Wprawdzie już na początku spotkania po strzale Neymara i pechowej interwencji obrońcy gospodarzy Luana Peresa piłka wpadła do siatki, jednak nie uznano tej bramki (spalony).

Z gola, ale również bardzo krótko, cieszyli się też gospodarze. W 21. minucie Milik trafił do siatki paryżan - po analizie VAR bramka nie mogła zostać uznana (również spalony).

Od 57. minuty lider z Paryża grał w osłabieniu po czerwonej kartce dla Achrafa Hakimiego, ale wynik 0:0 utrzymał się do końca.

Gorąco było tego dnia na trybunach. W pewnym momencie sędzia musiał na krótko przerwać mecz z powodu rzucanych przedmiotów na boisko. Później natomiast jeden z kibiców wbiegł na boisko w kierunku Messiego, zanim został złapany i eskortowany przez ochroniarzy.

PSG ma obecnie 28 punktów i wciąż prowadzi wyraźnie w tabeli, natomiast OM - z jednym spotkaniem zaległym - zajmuje czwarte miejsce (18).

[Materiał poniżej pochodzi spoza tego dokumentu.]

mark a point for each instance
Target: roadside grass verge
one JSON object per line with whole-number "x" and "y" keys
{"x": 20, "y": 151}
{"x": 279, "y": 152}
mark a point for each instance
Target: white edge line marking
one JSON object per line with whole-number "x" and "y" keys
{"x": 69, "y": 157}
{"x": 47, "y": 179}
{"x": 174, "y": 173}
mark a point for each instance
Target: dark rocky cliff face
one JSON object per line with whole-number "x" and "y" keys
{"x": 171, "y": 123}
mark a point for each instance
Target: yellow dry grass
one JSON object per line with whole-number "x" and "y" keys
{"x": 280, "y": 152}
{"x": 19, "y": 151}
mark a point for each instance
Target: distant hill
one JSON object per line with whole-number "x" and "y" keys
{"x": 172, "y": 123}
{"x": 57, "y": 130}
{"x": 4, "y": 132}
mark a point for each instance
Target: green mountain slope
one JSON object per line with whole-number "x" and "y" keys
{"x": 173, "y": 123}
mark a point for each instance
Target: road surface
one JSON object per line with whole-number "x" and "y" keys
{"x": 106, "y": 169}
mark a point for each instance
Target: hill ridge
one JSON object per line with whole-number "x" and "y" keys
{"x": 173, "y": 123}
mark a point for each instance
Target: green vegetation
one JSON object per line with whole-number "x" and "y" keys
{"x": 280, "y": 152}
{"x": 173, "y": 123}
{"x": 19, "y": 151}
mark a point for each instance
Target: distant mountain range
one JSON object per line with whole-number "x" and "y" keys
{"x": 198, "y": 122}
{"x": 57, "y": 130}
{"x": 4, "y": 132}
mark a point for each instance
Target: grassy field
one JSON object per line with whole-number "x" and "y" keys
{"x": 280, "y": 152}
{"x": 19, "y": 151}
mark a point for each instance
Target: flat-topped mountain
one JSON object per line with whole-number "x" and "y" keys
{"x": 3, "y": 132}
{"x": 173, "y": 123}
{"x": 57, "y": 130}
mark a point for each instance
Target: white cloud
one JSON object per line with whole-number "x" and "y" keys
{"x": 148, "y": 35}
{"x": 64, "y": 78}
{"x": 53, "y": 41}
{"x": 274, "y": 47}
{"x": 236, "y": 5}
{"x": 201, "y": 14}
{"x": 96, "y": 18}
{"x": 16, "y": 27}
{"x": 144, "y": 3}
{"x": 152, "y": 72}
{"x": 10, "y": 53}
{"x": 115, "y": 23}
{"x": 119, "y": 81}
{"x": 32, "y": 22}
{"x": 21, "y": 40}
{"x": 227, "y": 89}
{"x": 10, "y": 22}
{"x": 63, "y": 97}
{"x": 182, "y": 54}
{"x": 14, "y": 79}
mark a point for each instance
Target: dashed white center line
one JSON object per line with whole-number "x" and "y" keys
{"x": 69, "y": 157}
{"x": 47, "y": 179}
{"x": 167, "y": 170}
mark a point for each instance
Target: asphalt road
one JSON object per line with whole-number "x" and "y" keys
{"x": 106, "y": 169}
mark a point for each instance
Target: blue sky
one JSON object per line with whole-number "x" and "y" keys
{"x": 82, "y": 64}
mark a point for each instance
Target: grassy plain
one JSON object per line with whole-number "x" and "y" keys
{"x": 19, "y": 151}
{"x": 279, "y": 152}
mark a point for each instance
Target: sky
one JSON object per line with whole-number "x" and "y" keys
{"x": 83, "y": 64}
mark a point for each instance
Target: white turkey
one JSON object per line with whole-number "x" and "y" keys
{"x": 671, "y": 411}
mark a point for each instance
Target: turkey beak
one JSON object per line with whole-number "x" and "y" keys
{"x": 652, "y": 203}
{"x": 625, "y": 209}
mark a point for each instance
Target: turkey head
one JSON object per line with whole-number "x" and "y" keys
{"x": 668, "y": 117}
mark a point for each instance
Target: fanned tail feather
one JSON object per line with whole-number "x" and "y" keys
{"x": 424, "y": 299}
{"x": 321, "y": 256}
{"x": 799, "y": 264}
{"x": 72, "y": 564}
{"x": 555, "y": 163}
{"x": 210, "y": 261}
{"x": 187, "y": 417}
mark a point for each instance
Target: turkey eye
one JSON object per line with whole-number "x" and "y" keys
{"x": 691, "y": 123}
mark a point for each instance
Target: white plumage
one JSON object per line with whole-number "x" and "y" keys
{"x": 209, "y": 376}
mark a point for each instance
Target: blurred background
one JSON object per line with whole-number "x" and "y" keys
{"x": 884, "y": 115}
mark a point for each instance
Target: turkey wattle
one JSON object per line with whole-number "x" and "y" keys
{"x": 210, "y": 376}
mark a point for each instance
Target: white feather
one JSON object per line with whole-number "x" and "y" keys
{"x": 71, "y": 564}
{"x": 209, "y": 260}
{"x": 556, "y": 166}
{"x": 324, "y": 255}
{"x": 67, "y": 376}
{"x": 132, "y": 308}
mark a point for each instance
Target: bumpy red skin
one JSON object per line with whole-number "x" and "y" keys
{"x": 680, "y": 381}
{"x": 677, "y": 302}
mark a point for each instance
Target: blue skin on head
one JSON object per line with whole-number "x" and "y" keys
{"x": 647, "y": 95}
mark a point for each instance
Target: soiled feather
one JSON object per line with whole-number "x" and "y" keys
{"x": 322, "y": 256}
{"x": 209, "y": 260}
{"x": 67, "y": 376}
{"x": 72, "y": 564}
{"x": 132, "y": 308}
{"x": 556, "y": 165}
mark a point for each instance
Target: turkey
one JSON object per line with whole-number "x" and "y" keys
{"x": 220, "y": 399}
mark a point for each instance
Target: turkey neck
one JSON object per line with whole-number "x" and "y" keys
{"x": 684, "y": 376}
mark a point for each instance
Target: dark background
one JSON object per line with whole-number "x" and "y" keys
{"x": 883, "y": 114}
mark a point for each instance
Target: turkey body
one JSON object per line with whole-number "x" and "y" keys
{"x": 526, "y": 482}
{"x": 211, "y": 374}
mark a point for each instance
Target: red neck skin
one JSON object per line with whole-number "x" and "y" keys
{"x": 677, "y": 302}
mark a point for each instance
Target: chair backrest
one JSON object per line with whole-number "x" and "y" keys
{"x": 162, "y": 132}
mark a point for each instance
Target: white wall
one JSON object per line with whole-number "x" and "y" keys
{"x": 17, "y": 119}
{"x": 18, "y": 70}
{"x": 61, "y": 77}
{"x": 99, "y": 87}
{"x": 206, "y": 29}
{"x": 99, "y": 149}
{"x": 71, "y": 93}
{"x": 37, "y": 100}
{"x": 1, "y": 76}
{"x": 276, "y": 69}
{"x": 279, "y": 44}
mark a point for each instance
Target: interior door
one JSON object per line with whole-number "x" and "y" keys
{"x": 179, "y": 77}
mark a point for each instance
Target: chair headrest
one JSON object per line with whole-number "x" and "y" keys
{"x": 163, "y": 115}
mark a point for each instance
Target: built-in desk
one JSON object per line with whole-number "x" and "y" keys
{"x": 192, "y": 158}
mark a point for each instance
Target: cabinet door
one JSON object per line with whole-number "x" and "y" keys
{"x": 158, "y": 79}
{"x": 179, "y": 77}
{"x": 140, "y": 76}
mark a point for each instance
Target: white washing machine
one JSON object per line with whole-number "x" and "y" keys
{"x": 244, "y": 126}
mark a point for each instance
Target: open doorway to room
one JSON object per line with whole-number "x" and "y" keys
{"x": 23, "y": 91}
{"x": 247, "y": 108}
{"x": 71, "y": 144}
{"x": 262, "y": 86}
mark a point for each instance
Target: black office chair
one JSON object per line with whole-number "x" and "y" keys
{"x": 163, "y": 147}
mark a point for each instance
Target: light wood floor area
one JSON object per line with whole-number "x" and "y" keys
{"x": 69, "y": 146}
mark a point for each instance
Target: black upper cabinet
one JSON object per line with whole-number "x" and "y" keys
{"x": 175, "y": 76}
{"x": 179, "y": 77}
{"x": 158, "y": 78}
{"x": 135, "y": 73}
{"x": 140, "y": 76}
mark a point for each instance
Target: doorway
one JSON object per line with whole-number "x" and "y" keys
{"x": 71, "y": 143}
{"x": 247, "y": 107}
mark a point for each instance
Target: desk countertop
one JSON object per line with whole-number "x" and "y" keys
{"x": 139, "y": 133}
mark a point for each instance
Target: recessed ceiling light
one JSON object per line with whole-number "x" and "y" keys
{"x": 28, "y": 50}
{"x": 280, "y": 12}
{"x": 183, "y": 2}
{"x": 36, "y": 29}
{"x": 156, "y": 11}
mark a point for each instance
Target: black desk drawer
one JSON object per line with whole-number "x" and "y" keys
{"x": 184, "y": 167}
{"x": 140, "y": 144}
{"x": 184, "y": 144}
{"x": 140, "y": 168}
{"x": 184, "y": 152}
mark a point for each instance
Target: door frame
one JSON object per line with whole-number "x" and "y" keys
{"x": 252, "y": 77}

Wcześniej w niedzielę Przemysław Frankowski zdobył bramkę dla RC Lens, a jego zespół pokonał u siebie FC Metz 4:1 i jest wiceliderem z dorobkiem 21 punktów. To trzeci gol piłkarza reprezentacji Polski w obecnym sezonie ligowym.

26-letni skrzydłowy dołączył do Lens w sierpniu po dwóch latach w barwach Chicago Fire i w nowym zespole spisuje się bardzo dobrze.

W niedzielę rozegrał cały mecz, a do bramki rywali trafił w 90. minucie, ustalając wynik. Bohaterem gospodarzy był Wesley Said - strzelec dwóch goli w pierwszej połowie.